Even though the term pinch suggests the amount that fits into your pinched fingers, there is a more specific measuring indicator for it If you don’t know the subtle difference between a dash and a pinch, just take a look-

Tad

Tad is the measurement of 1/ 4 of a teaspoon.

Dash

A dash is almost the measurement of 1/8 of a teaspoon.

Pinch

A pinch is 1/16 of a teaspoon, much smaller than a dash.

Smidgen

Smidgen is 1/32 of a teaspoon.

Considering the amount it might seem pretty negligible but when you are adding potent spices like cayenne pepper or expensive flavor like saffron, this measuring comes in handy.

Cooking Terms

While almost all cooking methods require heat and moisture, the process varies largely depending on what type of food you are making. And all the process tweaks the mechanism of thermodynamics- how the heat is being transferred to foods. Here is a breakdown of some basic cooking methods.

Sautéing

You need three elements for sautéing- intense heat, little fat or oil, and a shallow pan. In French, “sauté” refers to jumping around and in cooking, it means your cooking ingredients require constant stirring or tossing around in the pan.
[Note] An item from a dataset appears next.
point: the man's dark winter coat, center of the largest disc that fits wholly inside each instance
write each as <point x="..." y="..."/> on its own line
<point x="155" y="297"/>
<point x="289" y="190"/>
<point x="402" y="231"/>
As the method requires high heat and very little fat, you need to constantly toss around the food to avoid getting them burned. Sautéing is a fast cooking method, and you need to heat your pan and oil before you pour the ingredients.

Stir-frying

While in sautéing the contact heat from the pan acts as the cooking agent, in stir-fry, it is the oil or fat. Stir-frying requires more oil and is usually done in a round bottom pan or a wok.

Searing

Seraing means browning. It is the process where the natural sugar content in foods (meat or fish) caramelizes the surface with the contact of heat. Searing is done in high heat with little oil or fat.

Pan-frying

Pan-frying is the happy middle between sautéing and searing. You need more oil but less heat. As your food is not completely immersed in oil, pan-frying is a much healthier option than deep-frying.

Braising

Braising is a slow cooking process where food is immersed in liquid (stock, water, tomato, or water). The process usually starts with searing the food. Slow cooking enhances the tenderness of food and fuses the flavor in the surrounding liquid. Vegetables, pork, beef, or chicken all can be braised and make a flavorful one-pot dish.

Stewing

Stewing is almost similar to braising. But while braising usually cooks whole cut meats, stewing requires smaller pieces for cooking. For a good stew, you need to brown the meat first and then return them to the pot with other ingredients to cook slowly.

Steaming

Steaming is a process where the food is cooked using the steams coming from a boiling liquid. While the food doesn’t touch the liquid it still gets softened by the vapor and pressure.  You can steam chicken, dumplings, fish, or vegetables and the process will keep all of their nutrients intact.

Roasting

Roasting is done in high heat in the oven. This ensures a dry heat, even cooking on all sides. Roasting is a fast cooking method and is completely hands-off. You just need to use some dry rub seasoning and oil to the food items, lay them out in the baking tray, and place them in the oven for roasting.

Broiling

Broiling is done in the oven broiler using indirect, intense heat. This is also a fast cooking process and needs items that require less cooking time. Chicken breasts, kebabs, fish, burger, eggplant are excellent items for broiling.

The Bottom Line

Cooking or following a recipe can be a cakewalk if you are familiar with the terms. The better you grasp their meaning, the less chance you have of ending up with a botched recipe. And remember the most important factor in cooking is the heat. Make sure to pay attention to the heat, a moment of inattention can turn your recipe into a disaster.